Edit: since you are backing up an image you might have very high data turnover. This will be very expensive as low cost tiers penalize early deletion. Set chunking to fixed to combat it somewhat. But I would reconsider backing up images, even if you think it won’t work for you.

rjcorless · 14 October 2022 21:43

Seems a tad excessive for < 700GB upload. Will need to rethink this one!

saspus · 15 October 2022 09:30

So, your storage cost is $9.65/month, likely because you are using a very expensive “S3 Standard” storage tier. Instead, you shall use “S3 Glacier Instant Retrieval” or “S3 Intelligent - Tiering”, with cost structure that is better aligned with backup usecase.

The source of the problem however is this:

It’s a download from S3. It’s expected that this is expensive, also it’s expected that you shall never need to do that ever, until your machine and all local copies of data burn in flames and you need to do full restore.

So, what caused 684GB to be downloaded from S3?

sevimo · 16 October 2022 00:04

check --chunks ? .

rjcorless · 16 October 2022 08:44

Dunno! I ran a ‘prune’ a couple of times to check how it would work going forward, but other than that I did not download anything. Just ran backups.

Anyway, I’ve extricated myself from the AWS service. If I cannot understand/control my spend, then need to look for alternates. Recently (via windows admittedly) I was backing up using Syncbackpro and writing direct to an online Onedrive account. It was managing up to 10MB/s so I may just go with that as it’s no extra cost to me.

saspus · 16 October 2022 23:10

Picking alternative storage is not a solution for unexplained egress. Regardless of which storage provider you end up using, there shall be no mysterious traffic, even if it’s not explicitly charged.

I would review your logs, and while I too think the root cause @sevimo suggested is a likely culprit, you need to get to the bottom of it. 600gb is not a bag of peanuts to get lost in a shuffle.

doher · 6 February 2023 19:07

How would you avoid this charge? Can you run a check without --chunks to avoid downloading?

sevimo · 6 February 2023 19:21

You don’t need -chunks flag to run check, without it it will only check existence of referenced chunks, and will assume that if chunk file exists it has the right content. This will avoid most of the download activity on check.

doher · 6 February 2023 19:43

Got it, I just looked up the documentation and posts about the chunks and files flags. Thanks!

rpendleton · 26 February 2023 07:30

On the note of checking chunk content, I think it’s also worth mentioning that AWS doesn’t charge for data transfer between an S3 bucket and other AWS services in the same region.

So, if you really want (or need) to check the content of chunks stored in S3 for some reason, it might be cheaper and/or faster to perform the check using an EC2 instance. (This is especially true if you already have an EC2 instance that you’re willing to use.)

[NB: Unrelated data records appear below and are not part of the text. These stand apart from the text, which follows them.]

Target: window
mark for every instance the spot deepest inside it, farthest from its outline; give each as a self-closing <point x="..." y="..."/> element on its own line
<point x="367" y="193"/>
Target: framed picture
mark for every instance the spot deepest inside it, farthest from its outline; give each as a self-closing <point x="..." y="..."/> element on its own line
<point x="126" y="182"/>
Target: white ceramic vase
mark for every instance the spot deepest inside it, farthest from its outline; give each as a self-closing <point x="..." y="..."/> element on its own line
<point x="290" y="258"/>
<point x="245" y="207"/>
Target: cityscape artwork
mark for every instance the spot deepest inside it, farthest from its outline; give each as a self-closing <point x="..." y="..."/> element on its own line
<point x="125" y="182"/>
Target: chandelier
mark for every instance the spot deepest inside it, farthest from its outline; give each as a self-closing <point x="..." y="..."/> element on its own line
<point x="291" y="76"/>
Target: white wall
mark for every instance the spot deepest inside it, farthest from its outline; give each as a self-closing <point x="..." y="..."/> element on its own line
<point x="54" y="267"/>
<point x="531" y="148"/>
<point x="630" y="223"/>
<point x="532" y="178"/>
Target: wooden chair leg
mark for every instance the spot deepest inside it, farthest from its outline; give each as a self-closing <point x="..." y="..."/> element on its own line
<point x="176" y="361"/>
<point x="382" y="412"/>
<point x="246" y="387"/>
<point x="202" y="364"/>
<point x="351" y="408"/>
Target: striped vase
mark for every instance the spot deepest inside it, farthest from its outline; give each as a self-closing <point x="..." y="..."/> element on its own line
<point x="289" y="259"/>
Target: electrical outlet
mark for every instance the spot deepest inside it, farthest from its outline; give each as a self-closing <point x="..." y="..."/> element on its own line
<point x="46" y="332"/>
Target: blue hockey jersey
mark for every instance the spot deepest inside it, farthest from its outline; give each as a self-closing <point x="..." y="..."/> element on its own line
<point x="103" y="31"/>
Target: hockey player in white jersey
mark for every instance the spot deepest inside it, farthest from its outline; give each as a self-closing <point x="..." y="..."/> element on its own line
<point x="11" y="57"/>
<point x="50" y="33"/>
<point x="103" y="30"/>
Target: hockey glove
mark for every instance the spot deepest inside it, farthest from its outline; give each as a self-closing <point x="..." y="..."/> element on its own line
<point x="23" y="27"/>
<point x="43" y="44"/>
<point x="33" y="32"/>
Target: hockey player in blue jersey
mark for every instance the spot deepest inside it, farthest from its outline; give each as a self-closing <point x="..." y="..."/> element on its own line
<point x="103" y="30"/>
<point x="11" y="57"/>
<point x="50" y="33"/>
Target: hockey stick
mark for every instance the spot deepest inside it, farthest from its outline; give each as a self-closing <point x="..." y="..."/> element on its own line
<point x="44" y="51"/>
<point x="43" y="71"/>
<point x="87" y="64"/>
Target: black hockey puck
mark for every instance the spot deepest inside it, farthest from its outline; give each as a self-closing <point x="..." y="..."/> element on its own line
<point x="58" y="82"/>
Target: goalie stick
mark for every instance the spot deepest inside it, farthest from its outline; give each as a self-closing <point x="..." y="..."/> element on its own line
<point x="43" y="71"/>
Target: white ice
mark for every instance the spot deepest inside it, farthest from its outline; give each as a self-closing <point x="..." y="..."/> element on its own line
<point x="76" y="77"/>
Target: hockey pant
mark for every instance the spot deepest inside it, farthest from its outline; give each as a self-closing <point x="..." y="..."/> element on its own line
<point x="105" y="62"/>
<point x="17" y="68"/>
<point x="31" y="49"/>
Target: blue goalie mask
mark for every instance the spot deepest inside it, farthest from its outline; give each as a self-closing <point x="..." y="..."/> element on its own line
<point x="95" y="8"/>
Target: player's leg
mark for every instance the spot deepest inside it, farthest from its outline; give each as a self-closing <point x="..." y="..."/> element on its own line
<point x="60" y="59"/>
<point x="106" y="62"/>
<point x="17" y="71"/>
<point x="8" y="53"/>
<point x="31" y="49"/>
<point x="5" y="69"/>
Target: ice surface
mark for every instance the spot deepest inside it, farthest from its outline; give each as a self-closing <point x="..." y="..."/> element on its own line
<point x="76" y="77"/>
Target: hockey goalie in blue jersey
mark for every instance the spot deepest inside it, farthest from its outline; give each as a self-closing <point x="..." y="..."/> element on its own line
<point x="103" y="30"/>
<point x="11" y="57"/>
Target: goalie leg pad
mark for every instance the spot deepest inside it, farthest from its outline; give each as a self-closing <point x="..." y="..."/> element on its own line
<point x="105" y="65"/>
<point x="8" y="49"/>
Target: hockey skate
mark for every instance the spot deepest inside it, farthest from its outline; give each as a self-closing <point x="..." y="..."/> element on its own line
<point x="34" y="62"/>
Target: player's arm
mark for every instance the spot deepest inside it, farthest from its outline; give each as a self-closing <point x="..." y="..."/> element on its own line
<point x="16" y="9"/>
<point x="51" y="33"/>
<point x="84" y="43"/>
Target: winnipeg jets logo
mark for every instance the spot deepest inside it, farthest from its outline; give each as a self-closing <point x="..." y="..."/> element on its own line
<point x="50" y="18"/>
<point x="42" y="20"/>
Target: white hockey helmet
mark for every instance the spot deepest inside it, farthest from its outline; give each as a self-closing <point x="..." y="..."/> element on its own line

To be clear, there are still some costs associated with checking chunk content with S3:

You’ll still be charged for S3 GET and LIST requests.
If you’re using S3 Intelligent Tiering, reading older chunks will still transition them back to the more expensive frequent access tier.
If you’re using other storage classes that have retrieval fees, you’ll still be billed those retrieval fees.

With that said though, if you already have your mind set on checking chunk content, these costs are relevant regardless of whether you use an EC2 instance or not.

This means the main thing to consider is whether the cost of the EC2 instance would be cheaper than the S3 data transfer costs.

I haven’t personally tried this, so it’s hard for me to say for sure whether it’s actually cheaper or not. I figured I’d at least point it out for those interested in checking chunk content with S3 storage though.